Michael Athea a été l'un des premiers à montrer la voie, il y a dix ans. Ce Franco-Américain en avait «marre d'être viré des parcs», au profit des joueurs de baseball. Il ouvre la première salle à Miami, ouverte sept jours sur sept, 24 heures sur 24. Il s'associe à un DJ, connu dans le monde de la nuit en Floride et fait de «Midtown Indoor Soccer», puis de «Urban Soccer Five» un endroit où l'on vient non seulement taper dans un ballon mais aussi écouter de la musique. Pour assurer sa promotion, ce fan de l'Olympique de Marseille peut compter sur le soutien de nombreux professionnels, en vacances dans la ville. Mamadou Niang, Antoine Griezmann, Paul Pogba, Hatem Ben Arfa... Tous sont passés par le centre pour poser aux côtés de l'équipe et garder la forme pendant leurs congés. Mais c'est une autre équipe entrepreneuriale qui domine le marché américain: Sofive. Après un premier centre dans le New Jersey en 2015, il a répliqué le modèle à Philadelphie l'an dernier. Et, dans les prochains mois, il en ouvrira deux à Washington et un autre à New York, à Bushwick. «C'est un quartier qui change beaucoup, mais où il reste quelques opportunités immobilières, précise le cofondateur de Sofive, Charles Lagayette. C'est un équilibre fin à trouver entre le bassin de population, le prix des loyers, l'accès aux transports...»

Lui et son camarade d'école de commerce, Jean-Damien Ladeuil, ont tenté l'aventure américaine après avoir démarré, le premier en banque d'affaires, le second dans le conseil. «Mais on était passionnés de foot. Donc on a bien étudié le marché américain avant de se lancer. Il y a beaucoup de pièges à éviter», insiste Charles Lagayette. Il faut aussi s'entourer de financiers aux poches profondes. «Cela dépend de l'emplacement, mais il faut au moins compter 1,5 million de dollars pour financer l'ouverture d'une salle», avance-t-il.
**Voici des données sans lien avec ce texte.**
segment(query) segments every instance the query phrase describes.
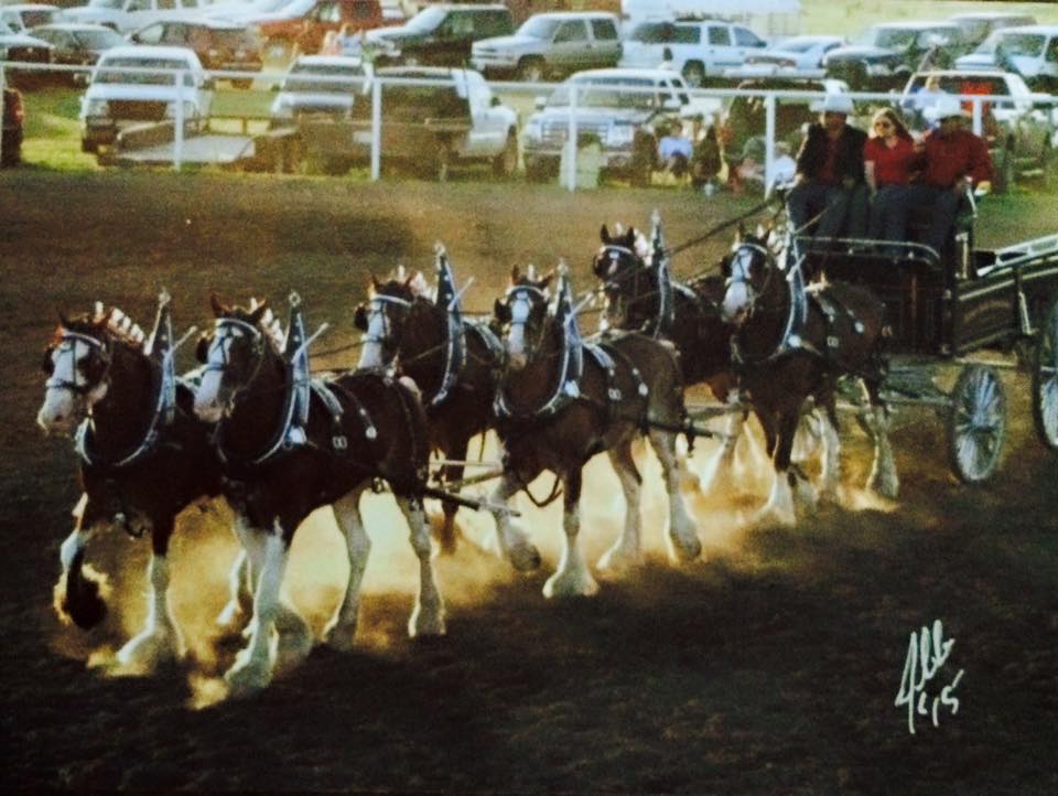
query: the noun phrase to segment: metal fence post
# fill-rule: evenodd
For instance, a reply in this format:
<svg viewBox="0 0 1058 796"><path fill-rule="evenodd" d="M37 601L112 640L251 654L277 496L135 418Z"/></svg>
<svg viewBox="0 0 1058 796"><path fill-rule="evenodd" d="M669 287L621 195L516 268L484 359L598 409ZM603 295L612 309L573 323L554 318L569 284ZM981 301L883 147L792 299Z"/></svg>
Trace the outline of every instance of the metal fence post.
<svg viewBox="0 0 1058 796"><path fill-rule="evenodd" d="M566 135L565 146L565 186L570 191L576 191L576 84L570 84L570 128Z"/></svg>
<svg viewBox="0 0 1058 796"><path fill-rule="evenodd" d="M173 169L180 171L184 160L184 71L176 72L176 108L173 115Z"/></svg>
<svg viewBox="0 0 1058 796"><path fill-rule="evenodd" d="M6 77L7 75L4 74L4 71L3 71L3 63L0 63L0 103L3 103L3 90L8 87ZM7 110L7 103L4 103L3 105L0 105L0 121L2 121L2 117L6 110ZM2 127L2 125L0 125L0 127ZM2 161L3 161L3 136L0 135L0 162Z"/></svg>
<svg viewBox="0 0 1058 796"><path fill-rule="evenodd" d="M371 80L371 182L382 175L382 82L375 75Z"/></svg>
<svg viewBox="0 0 1058 796"><path fill-rule="evenodd" d="M764 98L764 192L775 179L775 93Z"/></svg>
Les coûts sont surtout élevés au démarrage, pour adapter des immeubles qui ne sont pas conçus pour la pratique sportive. Mais avec des coûts de fonctionnement assez bas, des tarifs qui démarrent à 100, voire 150 dollars de l'heure par équipe et jusqu'à une dizaine de terrains par centre, aux horaires d'ouverture larges, le modèle peut vite devenir rentable. Les deux jeunes entrepreneurs ont aussi pu compter sur un solide réseau. Ils ont reçu les conseils de Jérôme de Bontin, homme d'affaires franco-américain qui a oeuvré pour le rachat - finalement avorté - de l'AS Saint-Étienne par le fonds américain Peak6, d'Alain Lebleu, leur mentor qui a fait fortune dans l'immobilier, ou encore de l'ancien joueur Peguy Luyindula.
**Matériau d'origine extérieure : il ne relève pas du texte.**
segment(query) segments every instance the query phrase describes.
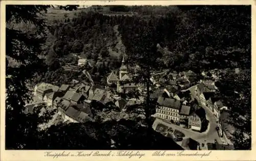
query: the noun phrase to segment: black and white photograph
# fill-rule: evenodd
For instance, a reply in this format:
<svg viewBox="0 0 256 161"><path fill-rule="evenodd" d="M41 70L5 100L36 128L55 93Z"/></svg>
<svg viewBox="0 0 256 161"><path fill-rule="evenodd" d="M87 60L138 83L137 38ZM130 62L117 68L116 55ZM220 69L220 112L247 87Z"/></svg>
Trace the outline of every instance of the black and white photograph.
<svg viewBox="0 0 256 161"><path fill-rule="evenodd" d="M83 4L6 6L6 150L251 150L251 5Z"/></svg>

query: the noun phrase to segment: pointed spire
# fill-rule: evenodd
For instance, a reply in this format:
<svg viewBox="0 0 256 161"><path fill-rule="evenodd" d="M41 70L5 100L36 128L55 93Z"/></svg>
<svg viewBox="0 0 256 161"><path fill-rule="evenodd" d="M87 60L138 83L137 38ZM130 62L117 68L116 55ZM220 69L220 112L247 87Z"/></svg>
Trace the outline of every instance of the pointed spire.
<svg viewBox="0 0 256 161"><path fill-rule="evenodd" d="M122 61L122 63L125 63L125 61L124 61L124 53L123 53L123 60Z"/></svg>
Tous ces projets ont trouvé leur public. Plusieurs milliers de joueurs y passent chaque semaine. «Il y a bien sûr une large base d'Européens et de Sud-Américains qui vivent ici et ont déjà une culture foot. Mais les Américains s'y mettent de plus en plus», assure Charles Lagayette. Avec un public sans doute un peu plus large, potentiellement, qu'en France. «Beaucoup d'enfants viennent jouer, des entreprises aussi. Il n'y a pas besoin d'avoir un très haut niveau pour commencer. Et puis les États-Unis sont en avance en termes de mixité. Le football féminin est très développé ici et l'on n'hésite pas à mélanger les équipes. On a même des compétitions mixtes», précise le patron de Sofive.
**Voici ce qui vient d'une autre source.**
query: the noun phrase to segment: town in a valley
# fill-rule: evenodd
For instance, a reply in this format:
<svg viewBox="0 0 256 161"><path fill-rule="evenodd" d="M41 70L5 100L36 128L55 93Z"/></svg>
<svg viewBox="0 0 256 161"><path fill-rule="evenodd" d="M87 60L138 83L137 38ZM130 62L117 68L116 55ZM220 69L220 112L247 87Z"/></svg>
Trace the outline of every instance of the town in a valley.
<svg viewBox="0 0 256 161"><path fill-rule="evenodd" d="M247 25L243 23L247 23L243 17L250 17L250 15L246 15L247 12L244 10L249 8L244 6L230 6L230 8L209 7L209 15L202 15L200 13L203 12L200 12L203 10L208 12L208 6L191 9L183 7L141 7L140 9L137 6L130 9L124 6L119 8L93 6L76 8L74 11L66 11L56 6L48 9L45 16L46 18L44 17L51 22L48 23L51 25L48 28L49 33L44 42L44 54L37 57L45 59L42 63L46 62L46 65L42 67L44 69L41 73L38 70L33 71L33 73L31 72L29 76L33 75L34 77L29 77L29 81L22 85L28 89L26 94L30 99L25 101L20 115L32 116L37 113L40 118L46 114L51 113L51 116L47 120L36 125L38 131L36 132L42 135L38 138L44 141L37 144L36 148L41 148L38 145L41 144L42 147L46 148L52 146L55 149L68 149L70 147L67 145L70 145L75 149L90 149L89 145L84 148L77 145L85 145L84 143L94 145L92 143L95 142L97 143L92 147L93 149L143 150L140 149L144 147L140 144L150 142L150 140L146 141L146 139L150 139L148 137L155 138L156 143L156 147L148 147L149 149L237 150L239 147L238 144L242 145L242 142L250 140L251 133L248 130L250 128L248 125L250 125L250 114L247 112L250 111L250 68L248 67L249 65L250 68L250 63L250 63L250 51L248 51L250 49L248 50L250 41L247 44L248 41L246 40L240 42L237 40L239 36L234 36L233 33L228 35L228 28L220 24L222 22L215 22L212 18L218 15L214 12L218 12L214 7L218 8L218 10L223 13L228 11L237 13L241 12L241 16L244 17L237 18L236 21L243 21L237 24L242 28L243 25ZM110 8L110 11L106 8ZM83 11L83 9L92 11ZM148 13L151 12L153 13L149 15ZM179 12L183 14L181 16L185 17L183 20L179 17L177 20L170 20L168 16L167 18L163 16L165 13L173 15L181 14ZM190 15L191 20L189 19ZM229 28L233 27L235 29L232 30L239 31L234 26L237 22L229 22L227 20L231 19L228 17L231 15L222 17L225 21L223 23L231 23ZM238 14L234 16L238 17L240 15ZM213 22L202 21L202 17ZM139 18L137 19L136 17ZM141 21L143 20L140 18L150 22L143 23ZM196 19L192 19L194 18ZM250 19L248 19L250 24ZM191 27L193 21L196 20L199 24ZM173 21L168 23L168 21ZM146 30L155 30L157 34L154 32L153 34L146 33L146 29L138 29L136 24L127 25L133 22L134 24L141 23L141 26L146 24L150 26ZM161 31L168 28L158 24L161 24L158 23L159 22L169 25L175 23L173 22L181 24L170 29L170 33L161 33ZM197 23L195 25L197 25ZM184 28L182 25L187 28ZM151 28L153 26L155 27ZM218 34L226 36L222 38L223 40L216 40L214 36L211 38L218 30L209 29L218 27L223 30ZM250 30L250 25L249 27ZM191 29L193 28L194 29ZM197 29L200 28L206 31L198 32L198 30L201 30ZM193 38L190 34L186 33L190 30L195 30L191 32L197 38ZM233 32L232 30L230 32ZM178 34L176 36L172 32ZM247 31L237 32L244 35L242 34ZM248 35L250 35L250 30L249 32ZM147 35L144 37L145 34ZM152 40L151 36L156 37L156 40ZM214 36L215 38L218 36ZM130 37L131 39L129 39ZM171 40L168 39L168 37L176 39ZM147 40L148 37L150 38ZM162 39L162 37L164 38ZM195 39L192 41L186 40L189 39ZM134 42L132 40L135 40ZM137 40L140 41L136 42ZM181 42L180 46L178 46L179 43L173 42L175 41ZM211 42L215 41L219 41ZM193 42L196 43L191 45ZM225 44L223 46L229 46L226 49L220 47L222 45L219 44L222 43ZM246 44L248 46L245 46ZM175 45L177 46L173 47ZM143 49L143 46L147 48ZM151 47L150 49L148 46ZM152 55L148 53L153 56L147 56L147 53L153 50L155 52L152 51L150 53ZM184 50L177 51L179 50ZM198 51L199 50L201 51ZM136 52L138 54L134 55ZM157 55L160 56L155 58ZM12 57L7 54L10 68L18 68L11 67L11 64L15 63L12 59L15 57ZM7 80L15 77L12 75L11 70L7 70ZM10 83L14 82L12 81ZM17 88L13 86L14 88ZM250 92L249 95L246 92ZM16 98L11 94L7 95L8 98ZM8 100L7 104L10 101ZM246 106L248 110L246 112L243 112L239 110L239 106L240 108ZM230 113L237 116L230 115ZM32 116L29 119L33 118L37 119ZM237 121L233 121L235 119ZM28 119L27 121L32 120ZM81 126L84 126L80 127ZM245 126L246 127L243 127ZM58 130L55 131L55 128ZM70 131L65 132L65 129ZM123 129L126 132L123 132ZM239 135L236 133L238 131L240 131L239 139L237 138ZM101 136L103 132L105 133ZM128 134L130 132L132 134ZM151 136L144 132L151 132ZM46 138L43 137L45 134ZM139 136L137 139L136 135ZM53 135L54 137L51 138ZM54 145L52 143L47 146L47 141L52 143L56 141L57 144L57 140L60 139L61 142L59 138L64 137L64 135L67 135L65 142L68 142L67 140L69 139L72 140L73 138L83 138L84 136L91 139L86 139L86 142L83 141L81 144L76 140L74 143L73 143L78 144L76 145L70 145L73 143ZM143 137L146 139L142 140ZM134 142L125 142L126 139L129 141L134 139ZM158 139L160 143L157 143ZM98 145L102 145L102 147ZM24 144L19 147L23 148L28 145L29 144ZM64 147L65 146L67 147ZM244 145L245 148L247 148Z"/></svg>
Les salles soignent aussi le spectacle. La plupart des matches sont filmés - on propose ensuite le «replay» aux joueurs. Certains centres mettent à disposition des statistiques sur le nombre de kilomètres parcourus, de ballons joués, les tirs, les buts... «Les Américains adorent la compétition. Quand ils se lancent dans quelque chose, ils s'y mettent à fond», souffle Jonathan Lupinelli, qui anticipe aussi un aspect plus social. «A priori, les gens restent plus facilement, après le match, manger ou boire un verre. On a mis l'accent sur la convivialité.» Doté d'une grande terrasse avec vue sur Manhattan, le premier centre de Socceroof dispose pour cela de quelques atouts.

Ne reste plus aux Américains qu'à «transformer l'essai». «Deux facteurs peuvent être déterminants à l'avenir: les résultats de l'équipe nationale [qui n'a pas réussi à se qualifier pour le Mondial en Russie, NDLR] et l'émergence d'une vraie star américaine, pointe Jean-David Tartour. Le problème des infrastructures, on est en train de le régler.»